A Financial Revolution 


December 17, 2005
The Power of a DRIP

A little over a decade ago I made my first foray into investing in individual stocks. Those first investments were made through dividend reinvestment plans (DRIPs). A number of companies offer these plans to their shareholders. As the name implies, dividends paid by the company are automatically reinvested in more shares of the company's stock. Some companies even provide a discount on the new shares.

Many of the plans also offer investors the opportunity to purchase additional shares directly at no-cost or for minimal fees. This was the perfect tool for my entry into the investor class. It allowed me to put an extra $100 a month into the stocks, much like I did with my mutual funds.

After reading Peter Lynch's One Up on Wall Street, I decided to follow his instructions and focus on what I knew. In 1995 with $2,000 in my pocket, I purchased stock in Home Depot (HD) and my local gas company - Piedmont Natural Gas (PNY) - through their DRIPs. Both turned out to be very good investment not only because of price appreciation, but also because of the DRIP. Take PNY as an example: not only did the stock pay a 9% dividend at the time I purchased it, PNY offered a 5% discount on all shares purchased with reinvested dividends! An investment of $1,000 in PNY's DRIP in January 1996 would be worth $6,793 today, nearly $1,800 more than if dividends were not reinvested (see table.)

The non-DRIP results don't include the potential return from the dividends, but the table offers a sense of the power of DRIPs.

There is another benefit of this approach: the reinvested dividends buy more shares that then earn dividends. That initial $1,000 investment would now generate $253 in dividends a year (vs. $144 w/out reinvestment.)

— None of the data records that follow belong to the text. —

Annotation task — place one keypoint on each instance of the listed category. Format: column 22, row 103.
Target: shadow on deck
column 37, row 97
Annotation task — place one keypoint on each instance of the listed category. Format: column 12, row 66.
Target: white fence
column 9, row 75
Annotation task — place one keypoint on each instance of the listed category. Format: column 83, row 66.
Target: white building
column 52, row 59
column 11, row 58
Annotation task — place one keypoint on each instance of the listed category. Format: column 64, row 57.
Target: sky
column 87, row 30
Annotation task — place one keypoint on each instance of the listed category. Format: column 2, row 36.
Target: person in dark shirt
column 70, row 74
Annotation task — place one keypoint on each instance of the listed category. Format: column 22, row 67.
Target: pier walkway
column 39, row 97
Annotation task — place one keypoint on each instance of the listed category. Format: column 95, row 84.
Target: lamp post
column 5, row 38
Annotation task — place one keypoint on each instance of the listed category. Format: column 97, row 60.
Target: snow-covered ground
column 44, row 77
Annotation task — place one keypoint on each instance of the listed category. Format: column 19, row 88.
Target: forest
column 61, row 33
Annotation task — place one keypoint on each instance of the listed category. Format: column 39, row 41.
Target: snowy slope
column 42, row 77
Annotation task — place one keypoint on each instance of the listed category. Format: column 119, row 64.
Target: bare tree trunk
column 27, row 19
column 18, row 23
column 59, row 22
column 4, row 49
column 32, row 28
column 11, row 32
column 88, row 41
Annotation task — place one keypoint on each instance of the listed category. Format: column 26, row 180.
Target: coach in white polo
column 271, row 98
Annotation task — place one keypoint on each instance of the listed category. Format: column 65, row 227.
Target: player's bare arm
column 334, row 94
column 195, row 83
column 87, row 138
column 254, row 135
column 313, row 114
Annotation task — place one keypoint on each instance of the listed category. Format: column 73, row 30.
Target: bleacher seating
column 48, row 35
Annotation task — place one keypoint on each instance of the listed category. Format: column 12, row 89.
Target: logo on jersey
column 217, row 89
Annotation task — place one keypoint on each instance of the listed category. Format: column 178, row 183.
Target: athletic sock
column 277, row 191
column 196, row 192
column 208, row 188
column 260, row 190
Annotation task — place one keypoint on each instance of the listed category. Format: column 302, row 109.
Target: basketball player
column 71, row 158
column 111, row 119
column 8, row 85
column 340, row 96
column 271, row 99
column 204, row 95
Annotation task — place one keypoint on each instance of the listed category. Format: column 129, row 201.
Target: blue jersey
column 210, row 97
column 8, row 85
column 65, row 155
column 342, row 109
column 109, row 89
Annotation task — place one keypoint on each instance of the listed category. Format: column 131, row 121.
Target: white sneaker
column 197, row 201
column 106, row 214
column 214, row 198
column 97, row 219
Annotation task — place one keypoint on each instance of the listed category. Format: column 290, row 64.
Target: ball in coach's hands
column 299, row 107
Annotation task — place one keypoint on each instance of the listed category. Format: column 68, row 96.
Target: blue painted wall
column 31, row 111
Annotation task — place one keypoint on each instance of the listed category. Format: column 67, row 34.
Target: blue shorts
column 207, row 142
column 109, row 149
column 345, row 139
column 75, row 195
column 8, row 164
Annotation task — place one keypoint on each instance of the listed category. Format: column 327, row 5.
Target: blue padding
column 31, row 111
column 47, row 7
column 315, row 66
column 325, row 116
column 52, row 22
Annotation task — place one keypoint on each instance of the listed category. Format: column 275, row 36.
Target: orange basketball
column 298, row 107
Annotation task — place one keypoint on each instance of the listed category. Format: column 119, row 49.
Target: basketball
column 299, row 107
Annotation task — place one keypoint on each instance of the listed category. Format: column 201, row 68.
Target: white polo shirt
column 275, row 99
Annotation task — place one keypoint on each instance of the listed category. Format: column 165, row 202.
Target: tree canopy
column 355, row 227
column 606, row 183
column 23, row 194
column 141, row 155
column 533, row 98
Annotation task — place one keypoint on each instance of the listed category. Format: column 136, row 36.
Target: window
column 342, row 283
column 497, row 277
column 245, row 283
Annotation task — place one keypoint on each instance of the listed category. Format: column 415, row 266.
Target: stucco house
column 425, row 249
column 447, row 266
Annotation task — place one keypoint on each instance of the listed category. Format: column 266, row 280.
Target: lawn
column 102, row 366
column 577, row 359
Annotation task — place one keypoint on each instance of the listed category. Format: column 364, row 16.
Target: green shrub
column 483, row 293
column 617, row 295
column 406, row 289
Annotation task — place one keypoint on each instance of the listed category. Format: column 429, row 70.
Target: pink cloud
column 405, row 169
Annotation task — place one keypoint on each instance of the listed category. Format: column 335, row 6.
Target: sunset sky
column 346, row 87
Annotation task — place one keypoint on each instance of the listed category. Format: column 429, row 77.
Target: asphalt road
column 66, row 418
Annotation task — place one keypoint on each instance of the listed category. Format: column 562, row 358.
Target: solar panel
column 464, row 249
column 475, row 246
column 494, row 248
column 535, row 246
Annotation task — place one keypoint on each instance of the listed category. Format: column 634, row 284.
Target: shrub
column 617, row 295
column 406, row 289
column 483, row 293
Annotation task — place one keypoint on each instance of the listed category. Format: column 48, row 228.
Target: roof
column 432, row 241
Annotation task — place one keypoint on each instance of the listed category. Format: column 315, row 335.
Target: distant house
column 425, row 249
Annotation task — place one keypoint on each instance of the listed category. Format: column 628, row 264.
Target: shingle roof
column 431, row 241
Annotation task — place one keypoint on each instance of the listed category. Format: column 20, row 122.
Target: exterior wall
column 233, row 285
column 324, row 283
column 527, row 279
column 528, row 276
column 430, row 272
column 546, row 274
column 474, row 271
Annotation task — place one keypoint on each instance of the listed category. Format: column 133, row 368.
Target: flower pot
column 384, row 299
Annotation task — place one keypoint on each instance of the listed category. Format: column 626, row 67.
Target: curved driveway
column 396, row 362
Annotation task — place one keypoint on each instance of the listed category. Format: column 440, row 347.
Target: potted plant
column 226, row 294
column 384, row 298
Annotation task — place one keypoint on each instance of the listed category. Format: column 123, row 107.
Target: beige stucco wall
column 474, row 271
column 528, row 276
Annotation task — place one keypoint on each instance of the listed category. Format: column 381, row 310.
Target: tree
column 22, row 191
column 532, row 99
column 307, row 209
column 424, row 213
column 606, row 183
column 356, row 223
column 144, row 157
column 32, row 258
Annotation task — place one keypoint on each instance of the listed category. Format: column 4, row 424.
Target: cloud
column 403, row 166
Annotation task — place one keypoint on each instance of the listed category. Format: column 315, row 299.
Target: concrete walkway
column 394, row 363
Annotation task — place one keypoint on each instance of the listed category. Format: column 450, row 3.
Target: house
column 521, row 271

Home Depot on the other hand had only a 0.5% yield. As a result, $1,000 invested in HD's DRIP in January 1996 would now be worth $4,508, only $62 more than if if dividends were not reinvested in the stock.

The lesson I learned is that DRIPs, especially those from companies that pay a decent dividend, are a great way to get started investing in individual companies. As an added bonus, it's a great way to save on brokerage fees if you invest a relatively small amount on a regular basis.

A couple years after making those first investments (and landing a job!), I graduated to a full-fledged brokerage account and forgot about the power of DRIPs. Recently, however, I noticed that my brokerage will automatically reinvest dividends in any common stock at no cost. I called the next morning and enrolled. Now I just need to wait for the next dividend season!

Additional Resources

Categories: [Dividends] [Investing]



2 Comments:
Anonymous Diffus said...

DRIPs are great in theory, and in many cases, in practice. I can think of two potential problems. Both, however, can be obviated by keeping detailed and accurate recprds of all DRIP acquisitions.

First, you need to be sure and keep excellent records so that, when the shares are disposed of, you have can determine your cost basis accurately for tax purposes.

Second, unless you have accurate records, if your stock splits or spins off, you're in for a doozy of a time figuring out what you have left and how much you paid for it.

Computerization and Internet access make these less of an issue now, but I and my mother were in AT&T's DRIP for many, many years. During that time, AT&T spun off several subsidiaries, and, not having kept detailed records, my mother and I had absolutely no idea of what the cost basis of either the spun-off shares or of our remaining AT&T investments were.

12/21/2005 9:04 PM  

Blogger Jeremy said...

Thanks Diffus. Those are excellent points. I used MS Money to keep track of my DRIPs and it was pretty simple. The only complexity I encountered, however, was an occasional split.